We held that the administrator’s negligence
claim was barred by Code ? 8.01-195.3(4), because the
allegedly negligent acts all occurred within the 48-hour period
while Southwestern and its employees lawfully were engaged in
executing the terms of the detention order. 247 Va. at 489-90,
442 S.E.2d at 402. Unlike the facts presented in Baumgardner,
the facts of the present case do not involve employees who were
implementing the directives of a court order to provide medical
evaluation and care at the time of the alleged acts of medical
negligence. Instead, the individual defendants at St. Brides were
providing medical care to Jenkins because he was an inmate of
that facility. Thus, the acts complained of did not occur
"in the execution of a lawful order of any court,"
within the meaning of Code ? 8.01-195.3(4).

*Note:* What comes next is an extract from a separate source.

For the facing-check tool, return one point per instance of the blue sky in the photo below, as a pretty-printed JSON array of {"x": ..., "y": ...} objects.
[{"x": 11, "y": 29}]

Next, the Commonwealth contends that Whitley’s
ordinary negligence claim is precluded by Code
? 8.01-195.3(7). That provision excludes from coverage
under the Tort Claims Act "[a]ny claim by an inmate of a
state correctional facility," in which the claimant has not
filed an affidavit verifying that "he has exhausted his
remedies under the adult institutional inmate grievance
procedures promulgated by the Department of Corrections." Id.
We disagree with the Commonwealth’s argument.

The plain language of Code
? 8.01-195.3(7) applies to a "claim by an inmate of a
state correctional facility." Whitley, who is asserting a
wrongful death action based on the Commonwealth’s liability under
the Tort Claims Act, is not an inmate of a state correctional
facility. Further, nothing in the statutory language indicates
that a claim filed by an administrator of the estate of a
deceased inmate is subject to the affidavit requirement of this
exception. Thus, we hold that the Commonwealth failed to meet its
burden of proof in support of its plea of sovereign immunity, and
that the trial court erred in sustaining the plea and in
dismissing the claim of ordinary negligence against the
Commonwealth.

For these reasons, we will affirm in part, and
reverse in part, the trial court’s judgment and remand for trial
the claim of ordinary negligence brought against the Commonwealth
under the Tort Claims Act.

Affirmed in part,

reversed in part,

and remanded.

FOOTNOTES:

[1] In reaching this conclusion, we express no opinion
whether the Commonwealth has waived its common law immunity for
gross negligence claims under the Tort Claims Act. The trial
court did not rule on this issue and, in view of our holding
above, we need not address the issue here.